If you’re not reviewing, your vibe coding imo. You can trust CI without doing code reviews when who’s shipping the PR is trustworthy. You don’t trust junior’s PR only because CI is green. In my experience AI is not 100% trustworthy yet.
> If you’re not reviewing, your vibe coding imo.
Before AI, copy-pasting from the Internet was seen as a noob thing to do.
Immediately after ChatGPT, copy-pasting from ChatGPT was seen with the exact same sentiment.
Maybe the code is more tailored towards you, but it's average, context-less, thoughtless.
With agents reading the codebase and writing code in what appears to be a context that approximates a developer's, we've recently crossed the threshold where a serious software developer can say they don't write their own code any more and not get chastised.
When you claim reviewing is the golden threshold that must not be crossed: Sure, but we very recently started accepting that code can be written entirely by agents. I don't yet automate code review, but I've been reading about some code review agents called Hickey and Löwy: https://kolu.dev/blog/hickey-lowy/#what-the-two-lenses-are --
> A Hickey reviewer reads code the way a lockpicker reads a tumbler2 — looking for concepts that shouldn’t be in the same position. The output is always “split these apart.”
> A Löwy reviewer reads code the way an actuary reads a portfolio3 — looking for things coupled to unrelated schedules. The output is always “draw a boundary that encapsulates this volatility.”
So the art of reviewing can, perhaps, be synthesized. Perhaps not for complete human replacement.
I believe that a lot of wetware is still highly mechanical and can be extracted as agentic workflows.
The goal is to move the human towards "software architect" and "product owner".

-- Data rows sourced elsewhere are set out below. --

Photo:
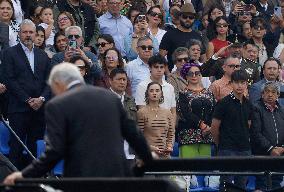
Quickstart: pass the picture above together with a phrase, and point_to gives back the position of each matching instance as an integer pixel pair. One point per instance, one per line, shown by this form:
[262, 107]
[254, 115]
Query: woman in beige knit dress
[156, 123]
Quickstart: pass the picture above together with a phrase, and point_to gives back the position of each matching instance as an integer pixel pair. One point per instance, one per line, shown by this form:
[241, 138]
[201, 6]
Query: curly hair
[186, 67]
[161, 100]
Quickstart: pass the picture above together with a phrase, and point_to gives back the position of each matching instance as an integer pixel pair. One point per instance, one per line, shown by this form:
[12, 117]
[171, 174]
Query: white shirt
[126, 145]
[30, 56]
[168, 92]
[50, 40]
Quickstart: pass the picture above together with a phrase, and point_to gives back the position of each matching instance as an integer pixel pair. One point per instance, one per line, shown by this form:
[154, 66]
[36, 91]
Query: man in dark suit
[26, 69]
[86, 126]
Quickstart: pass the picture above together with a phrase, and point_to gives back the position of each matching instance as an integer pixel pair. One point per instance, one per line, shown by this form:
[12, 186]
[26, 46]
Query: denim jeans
[239, 181]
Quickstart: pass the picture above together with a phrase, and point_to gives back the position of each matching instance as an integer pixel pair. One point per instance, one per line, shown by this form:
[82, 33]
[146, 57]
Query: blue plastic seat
[58, 169]
[4, 139]
[175, 152]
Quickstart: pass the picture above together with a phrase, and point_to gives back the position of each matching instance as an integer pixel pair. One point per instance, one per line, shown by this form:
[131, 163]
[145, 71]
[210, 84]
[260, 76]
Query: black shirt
[175, 38]
[234, 129]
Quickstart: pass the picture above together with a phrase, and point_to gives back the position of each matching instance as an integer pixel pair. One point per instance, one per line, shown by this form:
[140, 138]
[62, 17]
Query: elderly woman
[267, 130]
[64, 20]
[155, 122]
[195, 107]
[112, 60]
[7, 17]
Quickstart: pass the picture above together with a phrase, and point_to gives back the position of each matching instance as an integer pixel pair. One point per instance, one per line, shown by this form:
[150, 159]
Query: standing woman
[7, 17]
[64, 20]
[156, 123]
[221, 28]
[112, 60]
[195, 107]
[155, 19]
[104, 42]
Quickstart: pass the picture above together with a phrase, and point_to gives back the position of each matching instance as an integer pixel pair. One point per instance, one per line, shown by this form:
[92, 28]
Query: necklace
[155, 110]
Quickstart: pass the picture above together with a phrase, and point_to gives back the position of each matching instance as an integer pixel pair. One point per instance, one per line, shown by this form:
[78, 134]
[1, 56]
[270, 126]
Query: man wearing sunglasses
[223, 87]
[180, 36]
[73, 35]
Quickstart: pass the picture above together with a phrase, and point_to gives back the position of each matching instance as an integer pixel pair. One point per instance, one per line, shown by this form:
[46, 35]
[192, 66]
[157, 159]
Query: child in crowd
[46, 17]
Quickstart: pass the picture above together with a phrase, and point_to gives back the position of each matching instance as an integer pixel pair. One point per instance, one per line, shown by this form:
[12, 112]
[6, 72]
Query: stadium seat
[4, 139]
[58, 169]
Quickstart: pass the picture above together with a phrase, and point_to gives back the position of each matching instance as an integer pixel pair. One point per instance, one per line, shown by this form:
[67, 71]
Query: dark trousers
[239, 181]
[30, 127]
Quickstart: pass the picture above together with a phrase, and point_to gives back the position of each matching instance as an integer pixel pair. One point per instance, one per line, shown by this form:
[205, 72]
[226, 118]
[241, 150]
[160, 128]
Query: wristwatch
[42, 99]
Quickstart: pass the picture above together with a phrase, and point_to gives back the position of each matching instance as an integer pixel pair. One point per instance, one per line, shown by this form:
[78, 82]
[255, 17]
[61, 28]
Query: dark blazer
[20, 80]
[86, 126]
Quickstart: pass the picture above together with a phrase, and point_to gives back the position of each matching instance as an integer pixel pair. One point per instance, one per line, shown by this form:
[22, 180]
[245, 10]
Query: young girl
[46, 17]
[156, 123]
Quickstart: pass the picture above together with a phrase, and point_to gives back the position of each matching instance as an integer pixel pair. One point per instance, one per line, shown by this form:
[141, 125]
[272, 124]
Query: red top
[218, 44]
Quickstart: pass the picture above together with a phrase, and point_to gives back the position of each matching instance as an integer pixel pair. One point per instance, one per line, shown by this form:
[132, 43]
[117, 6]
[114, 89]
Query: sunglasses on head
[103, 44]
[154, 14]
[73, 36]
[192, 74]
[188, 16]
[222, 25]
[183, 59]
[144, 47]
[234, 66]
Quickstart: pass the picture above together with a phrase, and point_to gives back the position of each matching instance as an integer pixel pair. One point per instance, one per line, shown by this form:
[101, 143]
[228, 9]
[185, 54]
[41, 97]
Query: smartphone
[141, 18]
[72, 44]
[277, 11]
[247, 7]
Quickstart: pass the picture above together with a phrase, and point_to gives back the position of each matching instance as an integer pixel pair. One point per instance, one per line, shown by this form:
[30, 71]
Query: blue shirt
[30, 56]
[117, 28]
[137, 71]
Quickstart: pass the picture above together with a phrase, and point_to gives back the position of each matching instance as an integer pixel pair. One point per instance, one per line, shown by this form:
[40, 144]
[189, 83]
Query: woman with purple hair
[195, 108]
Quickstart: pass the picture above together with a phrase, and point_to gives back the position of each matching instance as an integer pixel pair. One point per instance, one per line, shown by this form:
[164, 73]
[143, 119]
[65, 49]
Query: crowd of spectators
[202, 73]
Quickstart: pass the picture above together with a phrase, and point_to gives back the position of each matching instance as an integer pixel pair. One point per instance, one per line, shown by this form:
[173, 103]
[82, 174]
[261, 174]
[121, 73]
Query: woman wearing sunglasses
[112, 59]
[195, 108]
[155, 19]
[104, 42]
[64, 20]
[140, 30]
[221, 27]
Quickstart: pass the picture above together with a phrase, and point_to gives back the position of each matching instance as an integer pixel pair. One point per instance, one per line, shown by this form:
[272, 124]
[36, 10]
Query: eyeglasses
[81, 67]
[234, 66]
[258, 27]
[144, 47]
[188, 17]
[222, 25]
[102, 44]
[63, 19]
[154, 14]
[113, 58]
[183, 59]
[73, 36]
[192, 74]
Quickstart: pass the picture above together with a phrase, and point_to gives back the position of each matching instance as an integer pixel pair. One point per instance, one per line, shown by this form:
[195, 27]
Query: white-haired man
[26, 69]
[85, 127]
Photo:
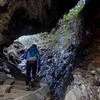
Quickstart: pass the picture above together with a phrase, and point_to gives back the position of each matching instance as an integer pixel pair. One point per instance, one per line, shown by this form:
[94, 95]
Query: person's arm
[25, 54]
[39, 61]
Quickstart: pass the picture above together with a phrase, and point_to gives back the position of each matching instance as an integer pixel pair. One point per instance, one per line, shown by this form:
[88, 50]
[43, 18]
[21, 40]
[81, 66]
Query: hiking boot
[27, 88]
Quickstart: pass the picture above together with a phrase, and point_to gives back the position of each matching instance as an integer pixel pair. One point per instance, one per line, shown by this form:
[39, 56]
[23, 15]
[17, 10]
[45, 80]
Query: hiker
[32, 57]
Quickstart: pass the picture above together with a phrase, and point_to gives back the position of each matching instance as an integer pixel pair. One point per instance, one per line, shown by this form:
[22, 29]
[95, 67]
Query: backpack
[32, 54]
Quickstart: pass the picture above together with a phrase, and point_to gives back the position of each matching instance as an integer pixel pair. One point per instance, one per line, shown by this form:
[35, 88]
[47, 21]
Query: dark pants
[31, 66]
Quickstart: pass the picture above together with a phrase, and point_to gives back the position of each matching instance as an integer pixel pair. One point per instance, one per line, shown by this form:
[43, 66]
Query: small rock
[4, 89]
[93, 72]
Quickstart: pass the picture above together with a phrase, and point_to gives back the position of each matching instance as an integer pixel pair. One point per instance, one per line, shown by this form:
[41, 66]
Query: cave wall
[23, 17]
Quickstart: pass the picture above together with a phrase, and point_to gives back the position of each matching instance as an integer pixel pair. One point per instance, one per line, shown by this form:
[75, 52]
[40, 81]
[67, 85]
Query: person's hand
[38, 69]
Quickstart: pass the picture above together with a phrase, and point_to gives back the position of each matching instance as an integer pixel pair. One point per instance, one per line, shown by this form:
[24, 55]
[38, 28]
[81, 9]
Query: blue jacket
[26, 53]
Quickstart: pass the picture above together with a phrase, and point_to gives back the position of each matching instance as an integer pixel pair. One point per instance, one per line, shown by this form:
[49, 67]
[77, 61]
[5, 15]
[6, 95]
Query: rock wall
[20, 17]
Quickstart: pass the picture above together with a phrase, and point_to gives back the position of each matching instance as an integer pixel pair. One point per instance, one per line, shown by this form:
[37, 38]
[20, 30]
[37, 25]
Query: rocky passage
[11, 89]
[86, 84]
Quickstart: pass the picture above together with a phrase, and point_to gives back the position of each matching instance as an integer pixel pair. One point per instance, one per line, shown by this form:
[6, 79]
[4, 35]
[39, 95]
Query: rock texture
[12, 89]
[18, 18]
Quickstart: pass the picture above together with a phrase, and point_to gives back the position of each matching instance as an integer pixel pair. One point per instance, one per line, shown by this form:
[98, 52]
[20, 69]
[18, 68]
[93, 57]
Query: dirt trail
[12, 89]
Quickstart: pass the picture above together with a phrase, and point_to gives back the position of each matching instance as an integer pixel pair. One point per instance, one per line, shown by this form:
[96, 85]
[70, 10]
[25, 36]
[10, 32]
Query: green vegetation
[72, 12]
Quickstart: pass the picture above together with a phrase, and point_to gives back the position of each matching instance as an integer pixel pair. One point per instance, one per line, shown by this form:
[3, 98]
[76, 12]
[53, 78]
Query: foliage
[72, 12]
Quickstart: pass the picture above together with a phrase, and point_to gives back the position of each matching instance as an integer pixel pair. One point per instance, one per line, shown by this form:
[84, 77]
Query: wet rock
[4, 89]
[3, 77]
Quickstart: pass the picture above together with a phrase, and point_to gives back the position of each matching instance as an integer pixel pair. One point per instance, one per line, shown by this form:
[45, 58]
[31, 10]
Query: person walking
[32, 57]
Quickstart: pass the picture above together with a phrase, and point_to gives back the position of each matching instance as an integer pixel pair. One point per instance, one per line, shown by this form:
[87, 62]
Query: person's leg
[28, 70]
[34, 68]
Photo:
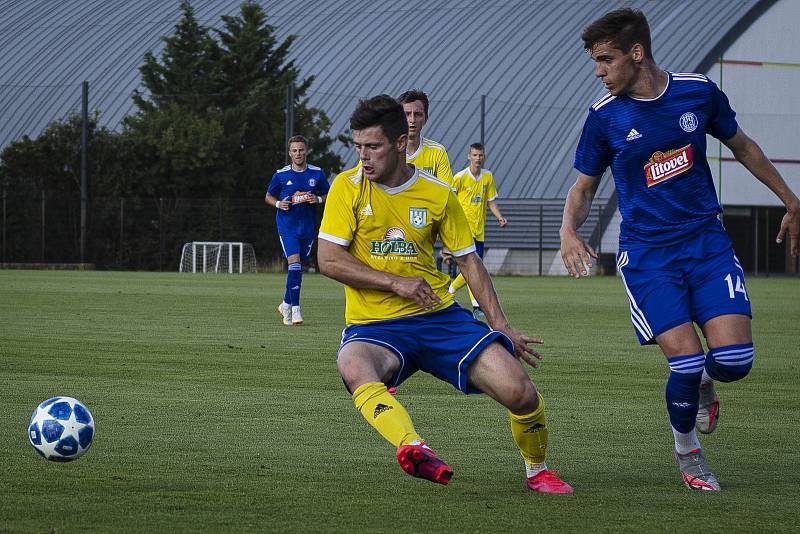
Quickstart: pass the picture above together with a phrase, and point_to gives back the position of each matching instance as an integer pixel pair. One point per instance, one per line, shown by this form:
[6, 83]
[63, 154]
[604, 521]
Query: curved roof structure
[526, 57]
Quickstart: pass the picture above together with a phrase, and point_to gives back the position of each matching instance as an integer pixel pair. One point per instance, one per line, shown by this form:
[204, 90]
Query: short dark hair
[297, 139]
[415, 95]
[383, 111]
[621, 28]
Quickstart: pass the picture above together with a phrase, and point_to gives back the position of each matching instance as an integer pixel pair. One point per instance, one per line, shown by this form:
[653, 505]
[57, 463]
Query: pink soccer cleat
[420, 461]
[547, 482]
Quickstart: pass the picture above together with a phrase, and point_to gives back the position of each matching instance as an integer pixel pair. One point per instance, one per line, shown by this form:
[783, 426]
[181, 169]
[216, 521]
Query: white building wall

The real danger is cutting off the bridge that qualifies current seniors to be hands-off.
I don't see the skill atrophy of being an AI manager paying back what took me 20 years of pain to qualify.
Exactly.
"Failure mode" ... bye bye
"Agentic Engineering" (not vibe-coding, or vibe-engineering) sounds like a far better fit on what the future is going to be (or already is).
You are still responsible for the code that the agent is producing. You still need to understand the outputs and the tests that make sense to create otherwise you are creating tests for the sake of testing, which is useless.
The best comparison of all of this is autopilot and advanced driver-assistance systems (ADAS) in cars. You still need to watch the road at all times and keep your hands on the wheel just in case you need to intervene.
The "vibe-coding" equivalent of this in cars means you are not looking at the road, nor you have hands on the wheel and allowing the car to drive itself without any intervention and no teleoperation. Great for short journeys but problematic for longer journeys and absolutely unacceptable when the AI goes down or is offline and you are stuck in the middle of the highway.
So "Agentic Engineering" is much better without losing the responsibility.